The industry rewards it too. Nobody gets promoted for keeping things small and sane. You get promoted for complexity.

Friday, October 17th, 2025

Software can be finished - Ross Wintle

There’s quite a crossover between resilience and longevity:

  1. Understand the requirements
  2. Keep scope small and fixed
  3. Reduce dependencies
  4. Produce static output
  5. Increase Quality Assurance

Thursday, October 9th, 2025

Why doesn’t anything work anymore? | Jason Rodriguez

I’ve worked in the tech industry for close to two decades at this point. I’ve seen how difficult it is to build quality products, but I’ve also seen that it can be done. It just feels like no one gives a shit anymore, beyond a handful of independent devs and small shops. It’s wild.

Wednesday, April 30th, 2025

Codewashing

I have little understanding for people using large language models to generate slop; words and images that nobody asked for.

I have more understanding for people using large language models to generate code. Code isn’t the thing in the same way that words or images are; code is the thing that gets you to the thing.

And if a large language model hallucinates some code, you’ll find out soon enough:

With code you get a powerful form of fact checking for free. Run the code, see if it works.

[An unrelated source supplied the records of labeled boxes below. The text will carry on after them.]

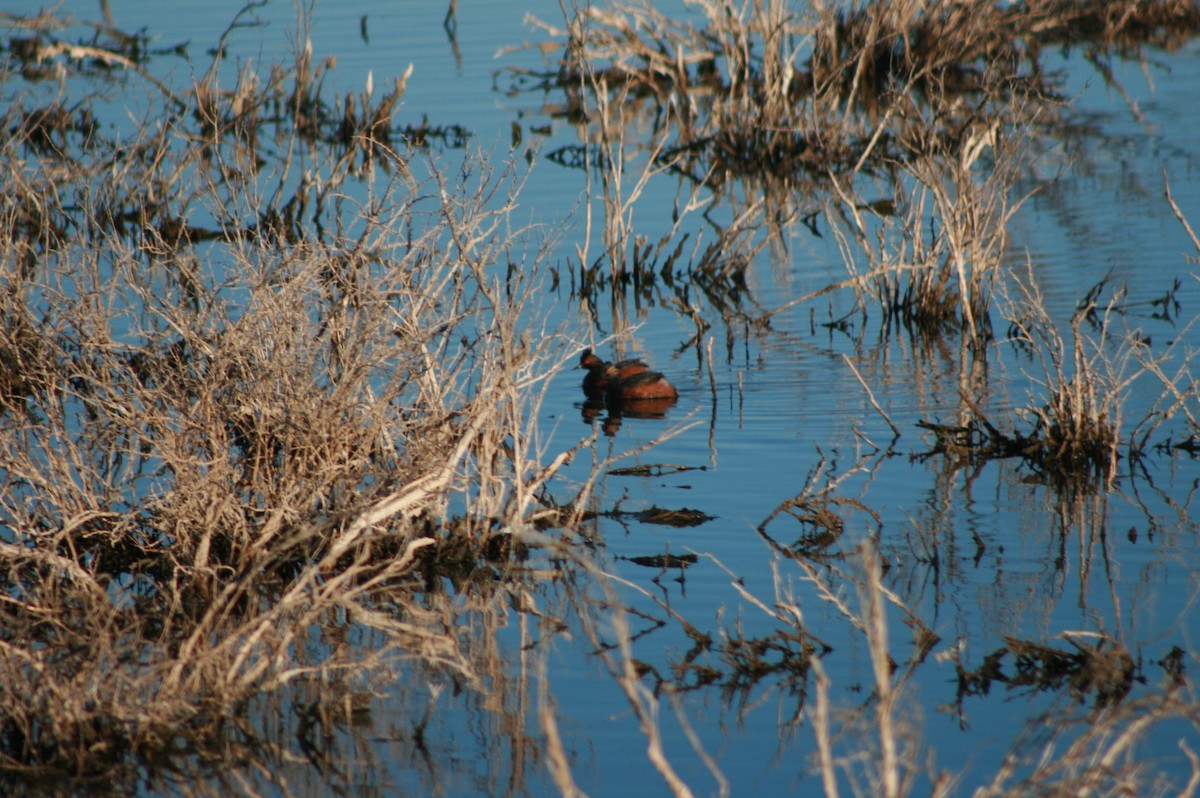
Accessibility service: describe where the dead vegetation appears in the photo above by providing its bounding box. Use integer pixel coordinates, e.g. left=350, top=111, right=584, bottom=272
left=0, top=0, right=1200, bottom=796
left=0, top=7, right=600, bottom=791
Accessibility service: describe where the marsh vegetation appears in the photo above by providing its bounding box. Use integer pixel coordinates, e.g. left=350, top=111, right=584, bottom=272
left=0, top=0, right=1200, bottom=796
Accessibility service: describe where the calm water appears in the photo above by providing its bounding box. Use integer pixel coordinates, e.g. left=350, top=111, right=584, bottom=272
left=23, top=0, right=1200, bottom=796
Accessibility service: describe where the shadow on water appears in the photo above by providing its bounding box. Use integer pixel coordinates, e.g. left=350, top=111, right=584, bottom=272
left=0, top=1, right=1200, bottom=796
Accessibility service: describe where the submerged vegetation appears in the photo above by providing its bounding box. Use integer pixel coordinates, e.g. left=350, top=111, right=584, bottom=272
left=0, top=0, right=1200, bottom=796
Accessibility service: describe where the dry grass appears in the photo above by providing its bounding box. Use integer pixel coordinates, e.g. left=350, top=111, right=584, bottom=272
left=0, top=7, right=595, bottom=785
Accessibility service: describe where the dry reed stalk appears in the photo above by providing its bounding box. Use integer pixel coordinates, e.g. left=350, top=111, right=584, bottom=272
left=0, top=9, right=614, bottom=784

But I want to push back on one justification I see repeatedly about using large language models to write code. Here’s Craig:

There are many moral and ethical issues with using LLMs, but building software feels like one of the few truly ethically “clean”(er) uses (trained on open source code, etc.)

That’s not how this works. Yes, the large language models are trained on lots of code (most of it open source), but they’re not only trained on that. That’s on top of everything else; all the stolen books, all the unpaid creative work of others.

Even Robin Sloan, who first says:

I think the case of code is especially clear, and, for me, basically settled.

…goes on to acknowledge:

But, again, it’s important to say: the code only works because of Everything. Take that data away, train a model using GitHub alone, and you’ll get a far less useful tool.

When large language models are trained on domain-specific data, it’s always in addition to the mahoosive amount of content they’ve already stolen. It’s that mohoosive amount of content—not the domain-specific data—that enables them to parse your instructions.

(Note that I’m being very delibarate in saying “parse”, not “understand.” Though make no mistake, I’m astonished at how good these tools are at parsing instructions. I say that as someone who tried to write natural language parsers for text-only adventure games back in the 1980s.)

So, sure, go ahead and use large language models to write code. But don’t fool yourself into thinking that it’s somehow ethical.

What I said here applies to code too:

If you’re going to use generative tools powered by large language models, don’t pretend you don’t know how your sausage is made.